I know about How to store custom objects in Dataset? but still, it is not really clear for me how to build this custom encoder which properly serializes to multiple fields. Manually, I created some functions https://github.com/geoHeil/geoSparkScalaSample/blob/master/src/main/scala/myOrg/GeoSpark.scala#L122-L154 wich map a Polygon back and forth between Dataset - RDD - Dataset
by mapping the objects to primitive types spark can handle i.e. a tuple (String, Int)
(edit: full code below).
For example, to go from the Polygon Object to a tuple of (String, Int)
I use the following
def writeSerializableWKT(iterator: Iterator[AnyRef]): Iterator[(String, Int)] = {
val writer = new WKTWriter()
iterator.flatMap(cur => {
val cPoly = cur.asInstanceOf[Polygon]
// TODO is it efficient to create this collection?
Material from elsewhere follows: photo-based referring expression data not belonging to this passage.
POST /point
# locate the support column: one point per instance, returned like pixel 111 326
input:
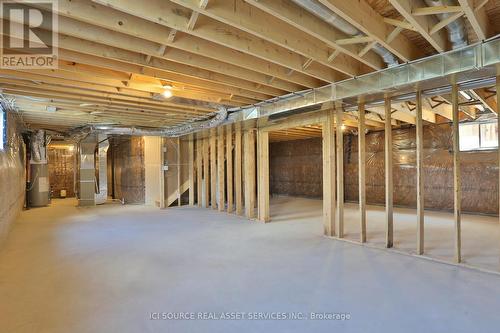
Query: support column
pixel 249 169
pixel 362 170
pixel 457 190
pixel 339 111
pixel 220 169
pixel 199 172
pixel 420 176
pixel 229 168
pixel 389 235
pixel 191 169
pixel 329 174
pixel 263 175
pixel 179 185
pixel 237 170
pixel 213 168
pixel 206 172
Is this a proper iterator 2 iterator transformation?
List(((writer.write(cPoly), cPoly.getUserData.asInstanceOf[Int])).iterator
})
}
def createSpatialRDDFromLinestringDataSet(geoDataset: Dataset[WKTGeometryWithPayload]): RDD[Polygon] = {
geoDataset.rdd.mapPartitions(iterator => {
val reader = new WKTReader()
iterator.flatMap(cur => {
try {
reader.read(cur.lineString) match {
case p: Polygon => {
val polygon = p.asInstanceOf[Polygon]
polygon.setUserData(cur.payload)
List(polygon).iterator
}
case _ => throw new NotImplementedError("Multipolygon or others not supported")
}
} catch {
case e: ParseException =>
logger.error("Could not parse")
logger.error(e.getCause)
logger.error(e.getMessage)
None
}
})
})
}
I noticed that already I start to do a lot of work twice (see the link to both methods). Now wanting to be able to handle
https://github.com/geoHeil/geoSparkScalaSample/blob/master/src/main/scala (full code below)
/myOrg/GeoSpark.scala#L82-L84
val joinResult = JoinQuery.SpatialJoinQuery(objectRDD, minimalPolygonCustom, true)
// joinResult.map()
val joinResultCounted = JoinQuery.SpatialJoinQueryCountByKey(objectRDD, minimalPolygonCustom, true)
which is a PairRDD[Polygon, HashSet[Polygon]]
, or respectively PairRDD[Polygon, Int]
how would I need to specify my functions as an Encoder in order to not solve the same problem 2 more times?